The database needs to load and index the data, run the query on the whole dataset, and subtract previous results. A streaming query system processes only new data. It holds only the data that it needs (for example, the latest minute), and since that usually fits into memory easily, no disk I/O is necessary.
A relational database operates under the assumption that all data is equally important, but in a business application, what happened a minute ago is often more important than what happened yesterday, and much more important than what happened a year ago. As the database grows, it needs to spread the large dataset across disk and create indexes so that all of the data can be accessed in constant time. A streaming query engine's working sets are smaller and can be held in memory; and because the queries contain window specifications and are created before the data arrives, the streaming query engine does not have to guess which data to store.
A streaming query engine has other inherent advantages for data in flight: reduced concurrency control overhead and efficiencies from processing data asynchronously. Since a database is writing to data structures that other applications can read and write, it needs mechanisms for concurrency control; in a streaming query engine there is no contention for locks, because incoming data from all applications is placed on a queue and processed when the streaming query engine is ready for it.
In other words, the streaming query engine processes data asynchronously. Asynchronous processing is a feature of many high-performance server applications, from transaction processing to email processing, as well as Web crawling and indexing. It allows a system to vary its unit of workfrom a record at a time when the system is lightly loaded to batches of many rows when the load is heavierto achieve efficiency benefits such as locality-of-reference. One might think an asynchronous system has a slower response time, because it processes the data "when it feels like it," but an asynchronous system can achieve a given throughput at much lower system load, and therefore have a better response time than a synchronous system. Not only is a relational database synchronous, but it also tends to force the rest of the application into a record-at-a-time mode.

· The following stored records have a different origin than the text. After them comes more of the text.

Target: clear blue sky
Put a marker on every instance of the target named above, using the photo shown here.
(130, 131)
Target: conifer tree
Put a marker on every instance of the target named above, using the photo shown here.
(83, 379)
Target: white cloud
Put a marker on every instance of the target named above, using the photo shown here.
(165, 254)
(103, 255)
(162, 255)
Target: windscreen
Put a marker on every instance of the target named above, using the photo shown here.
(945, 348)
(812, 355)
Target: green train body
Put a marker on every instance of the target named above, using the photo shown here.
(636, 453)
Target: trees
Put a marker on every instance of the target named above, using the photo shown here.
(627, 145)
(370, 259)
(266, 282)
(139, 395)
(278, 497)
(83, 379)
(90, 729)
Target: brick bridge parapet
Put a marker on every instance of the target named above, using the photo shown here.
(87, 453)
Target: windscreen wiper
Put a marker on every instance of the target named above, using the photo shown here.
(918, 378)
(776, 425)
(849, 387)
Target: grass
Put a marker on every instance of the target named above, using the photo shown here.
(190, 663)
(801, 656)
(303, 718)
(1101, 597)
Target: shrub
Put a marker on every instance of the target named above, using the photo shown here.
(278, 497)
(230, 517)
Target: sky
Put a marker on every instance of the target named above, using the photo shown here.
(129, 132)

It should be clear by now that push-based processing is more efficient for data in flight; however, a streaming query engine is not the only way to achieve it. Streaming SQL does not make anything possible that was previously impossible. For example, you could implement many problems using a message bus, messages encoded in XML, and a procedural language to take messages off the bus, transform them, and put them back onto the bus. You would, however, encounter problems of performance (parsing XML is expensive), scalability (how to split a problem into sub-problems that can be handled by separate threads or machines), algorithms (how to combine two streams efficiently, correlate two streams on a common key, or aggregate a stream), and configuration (how to inform all of the components of the system if one of the rules has changed). Most modern applications choose to use a relational database management system to avoid dealing with data files directly, and the reasons to use a streaming query system are very similar.
Just as relational databases are a horizontal technology, used for everything from serving Web pages to transaction processing and data warehousing, streaming SQL systems are being applied to a variety of problems.

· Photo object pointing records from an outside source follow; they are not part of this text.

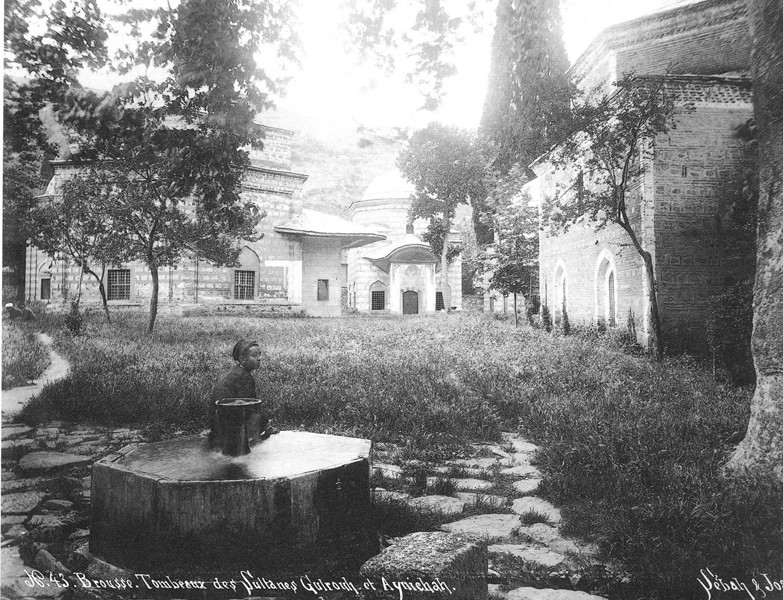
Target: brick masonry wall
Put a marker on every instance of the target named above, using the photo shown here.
(697, 169)
(321, 260)
(703, 38)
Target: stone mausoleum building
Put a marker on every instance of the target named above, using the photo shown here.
(401, 274)
(684, 191)
(296, 266)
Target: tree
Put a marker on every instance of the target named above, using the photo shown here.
(45, 46)
(761, 451)
(447, 166)
(76, 224)
(173, 152)
(610, 144)
(513, 259)
(528, 92)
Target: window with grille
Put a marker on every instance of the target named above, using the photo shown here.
(378, 300)
(323, 289)
(244, 285)
(118, 284)
(46, 289)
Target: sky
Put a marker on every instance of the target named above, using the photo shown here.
(336, 92)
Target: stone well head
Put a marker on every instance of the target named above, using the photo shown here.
(184, 503)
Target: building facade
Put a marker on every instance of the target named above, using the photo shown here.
(399, 275)
(680, 202)
(295, 266)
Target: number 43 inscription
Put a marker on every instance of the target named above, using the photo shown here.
(37, 579)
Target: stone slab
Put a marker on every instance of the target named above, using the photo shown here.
(441, 504)
(14, 578)
(521, 471)
(21, 503)
(485, 499)
(523, 505)
(491, 526)
(526, 486)
(51, 461)
(540, 556)
(390, 496)
(431, 555)
(12, 432)
(472, 484)
(529, 593)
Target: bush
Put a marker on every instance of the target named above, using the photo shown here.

Application areas include complex event processing (CEP), monitoring, population data warehouses, and middleware. A CEP query looks for sequences of events on a single stream or on multiple streams that, together, match a pattern and create a "complex event" of interest to the business. Applications of CEP include fraud detection and electronic trading.
CEP has been used within the industry as a blanket term to describe the entire field of streaming query systems. This is regrettable because it has resulted in a religious war between SQL-based and non-SQL-based vendors and, in overly focusing on financial services applications, has caused other application areas to be neglected.
The click-stream queries here are a simple example of a monitoring application. Such an application looks for trends in the transactions that represent the running business and alerts the operations staff if things are not running smoothly. A monitoring query finds insights by aggregating large numbers of records and looking for trends, in contrast to a CEP query that looks for patterns among individual events. Monitoring applications may also populate real-time dashboards, a business's equivalent of your car's speedometer, thermometer, and oil pressure gauge.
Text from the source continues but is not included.